By this point Ford was an A-List star that undeservedly gets top billing. Though his contributions are great and his playing against type is smart, this film belongs to the ladies and even he seems to know it. Ford was just moving into the stage of his career where he wanted to distance himself from the Han Solo and Indiana Jones type of roles and Working Girl was his first honest trek into lighter fare – a place he wouldn’t go to again until 1995’s remake of Sabrina. Still, his handsome presence works perfectly and he’s smashing in the role.
This brings us to the two ladies that really run this ship. Equally excellent in roles that couldn’t be more perfect for them, Weaver and Griffith deservedly were nominated for Oscars for their career-high work. I don’t think Griffith has been better before or after and she’s certainly never looked as fresh as she does here. Her transition from confident big-haired New Yawk-er to confident faux executive is believable and metered enough to see that she’s learning as she goes along. While she’s always wanted this break, when she actually gets the chance to succeed she’s afraid to take it because for so long people have told her she couldn’t have it. It’s an affirming performance and one that inspires me every time I see it. What sets this apart for similar movies/television shows is that it’s not even about Griffith being a female, it’s all about status. This could have easily (but less successfully) reversed the genders with the same effect – though you know it would have been a raunchy comedy instead of a whip-smart satire.
Weaver was outright robbed of an Oscar for her clever and incredibly funny turn as the wicked executive. I’m not even sure the character is a villain, actually. She makes some questionable choices, yes, but remember this takes place at a time when women executives were just coming into fashion. Weaver’s Katharine probably had to break through her own glass ceiling and make concessions of her own…still in a few key moments Weaver’s dark side is revealed and it’s equal parts hilarious and scary. I can only guess that Cusack’s nomination in the same category split the votes, sending the Oscar home with Geena Davis…but it’s hard to deny that Weaver was heads and tails better than the rest in her category. It probably didn’t help that she was also nominated as Best Actress for Gorillas in the Mist the same year.

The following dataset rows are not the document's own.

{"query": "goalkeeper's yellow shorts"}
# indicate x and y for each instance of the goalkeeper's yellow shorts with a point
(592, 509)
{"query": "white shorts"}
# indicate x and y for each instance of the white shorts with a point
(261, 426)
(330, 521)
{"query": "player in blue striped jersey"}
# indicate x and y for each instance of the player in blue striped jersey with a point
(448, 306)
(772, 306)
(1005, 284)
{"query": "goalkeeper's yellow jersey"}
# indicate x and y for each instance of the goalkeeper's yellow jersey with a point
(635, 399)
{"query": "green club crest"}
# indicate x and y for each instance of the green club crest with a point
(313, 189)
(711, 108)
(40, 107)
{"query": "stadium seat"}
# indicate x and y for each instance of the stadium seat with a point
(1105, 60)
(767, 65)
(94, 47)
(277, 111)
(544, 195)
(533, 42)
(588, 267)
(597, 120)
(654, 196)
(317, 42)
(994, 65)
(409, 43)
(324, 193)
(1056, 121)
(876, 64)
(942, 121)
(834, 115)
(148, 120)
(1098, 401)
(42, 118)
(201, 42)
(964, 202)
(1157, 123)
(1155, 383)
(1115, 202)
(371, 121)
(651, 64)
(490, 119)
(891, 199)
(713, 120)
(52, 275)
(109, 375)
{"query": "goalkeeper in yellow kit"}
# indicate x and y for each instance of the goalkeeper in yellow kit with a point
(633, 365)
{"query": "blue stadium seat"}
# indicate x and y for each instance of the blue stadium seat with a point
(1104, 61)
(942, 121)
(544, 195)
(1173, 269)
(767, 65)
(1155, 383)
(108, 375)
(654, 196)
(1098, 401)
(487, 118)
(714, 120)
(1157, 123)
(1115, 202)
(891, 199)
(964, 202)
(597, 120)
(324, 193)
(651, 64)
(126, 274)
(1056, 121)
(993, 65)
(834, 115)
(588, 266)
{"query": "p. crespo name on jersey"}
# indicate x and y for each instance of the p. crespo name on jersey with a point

Aside from his casting and naturally effortless directing style, Nichols (who also was nominated as Best Director) brought Carly Simon aboard to collaborate on the soundtrack. Simon’s Oscar winning “Let the River Run” is the underscore for much of the film as well as starting and ending the picture. An instant battle-cry anthem for the nine-to-fivers of the world it’s a song that I go back to often when I need some verve or a way to start the day/week off right. In fact, I would say that after Dolly Parton’s “9 to 5” it’s one of the best song to get ready for work to.
If you haven’t seen this film or haven’t re-visited it in a while do yourself a favor and seek it out. Working Girl is the full package – a Best Picture nominee that’s a completely satisfying film from beginning to end. The final five minutes of the film continues to choke me up — I can’t recall a movie that ends on such a perfect note and leaves the viewer feeling as if they too can pick themselves up by their bootstraps and tackle any obstacle that may be in their way. The tagline for the film really says it all “For anyone who’s ever won. For anyone who’s ever lost. And for everyone that’s still in there trying.” Indeed.